New Year’s ‘Conflict’ Resolution No. 5: Just say “Thank you”!



Our fifth and final New Year’s Conflict Resolution is easy – Just say “Thank you”!

Or is it really that easy…?

Sometimes it’s hard for us to accept a compliment. How often does someone say something nice to us and we respond with, “You don’t mean that,” “You’re just saying that…” “You must be joking – I look fat in this…” or with complete silence?

If someone offered you a gift you wouldn’t unwrap it and say nothing or even worse: “It’s awful, I hate it, take it back…” So why is it so difficult for us to accept a compliment?

Sometimes it’s easier for us to deflect a positive remark because we want to avoid dealing with people – even with people who care about us enough to notice the good stuff and boost our confidence.

No matter how pleased we are at receiving a compliment sometimes appearing pleased makes us feel as though we are appearing vulnerable because we are acknowledging the power another person has to make us happy.

Our primitive limbic brain (#MonkeyvzLizard), which is primed to alert us to danger and keeps us defensive and ready to attack, immediately assumes that the person paying the compliment is after something, one of our basic needs such as our share of food, sex, our shelter.
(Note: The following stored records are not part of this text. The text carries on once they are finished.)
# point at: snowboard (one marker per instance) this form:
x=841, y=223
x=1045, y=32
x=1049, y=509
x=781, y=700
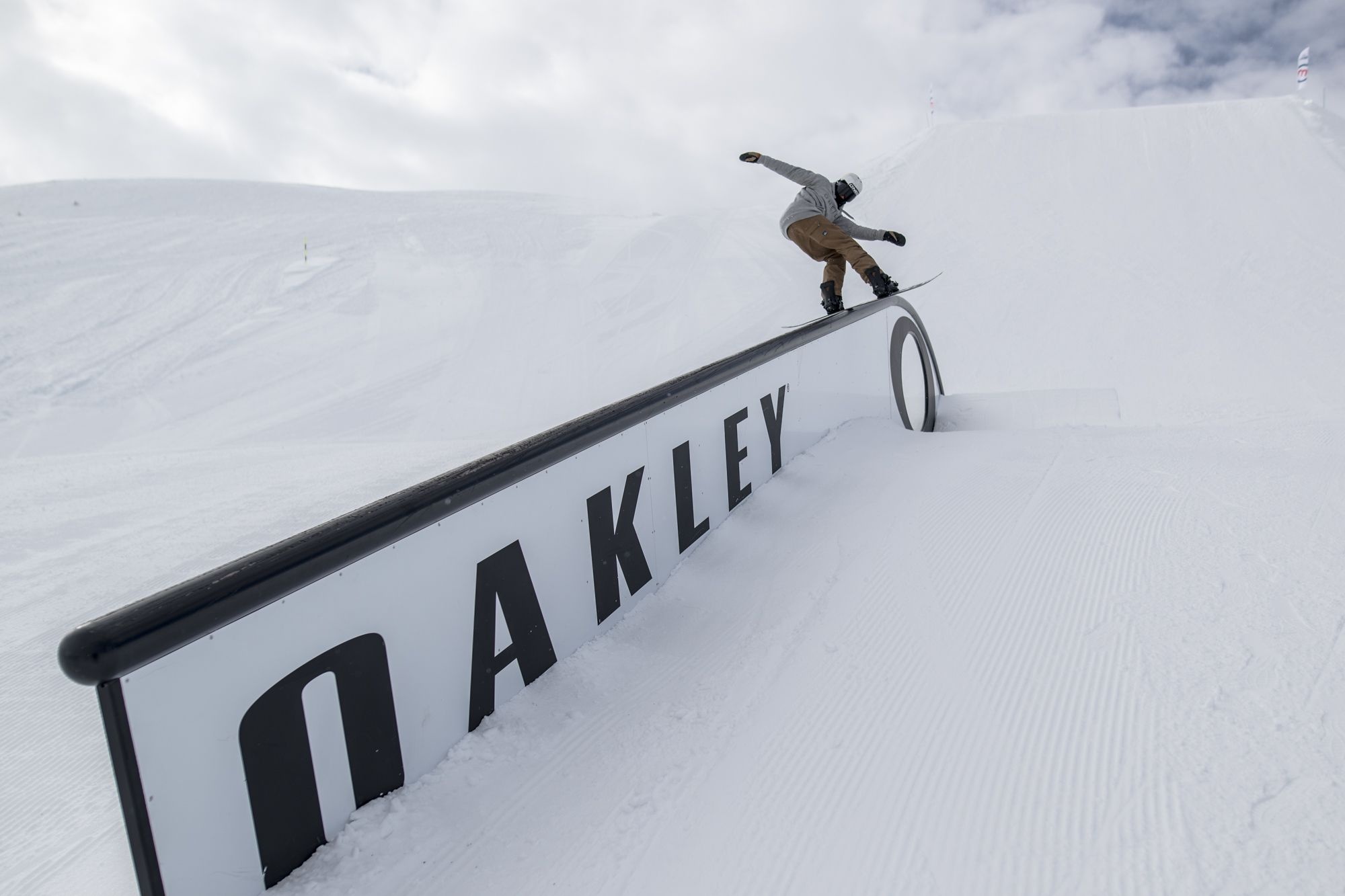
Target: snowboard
x=863, y=303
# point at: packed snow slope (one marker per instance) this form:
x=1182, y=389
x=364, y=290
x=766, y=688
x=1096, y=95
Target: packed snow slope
x=1073, y=659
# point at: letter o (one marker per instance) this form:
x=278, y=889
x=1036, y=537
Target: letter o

If we are stressed the limbic (lizard) brain’s survival instincts can override the pre-frontal cortex’s (monkey brain’s) trust instinct and trigger our Fight or Flight response – even at a compliment!

But we can reverse this primal response by simply saying “Thank you”. No ‘ifs’, no ‘buts’, no ‘My bum looks big in this’ – just “Thank you” and smile. Your body will respond to your brain’s instruction that you are pleased and that it’s safe to look pleased.

So always accept a compliment as you would a gift. Just smile and say thank you: it’ll make both of you happier!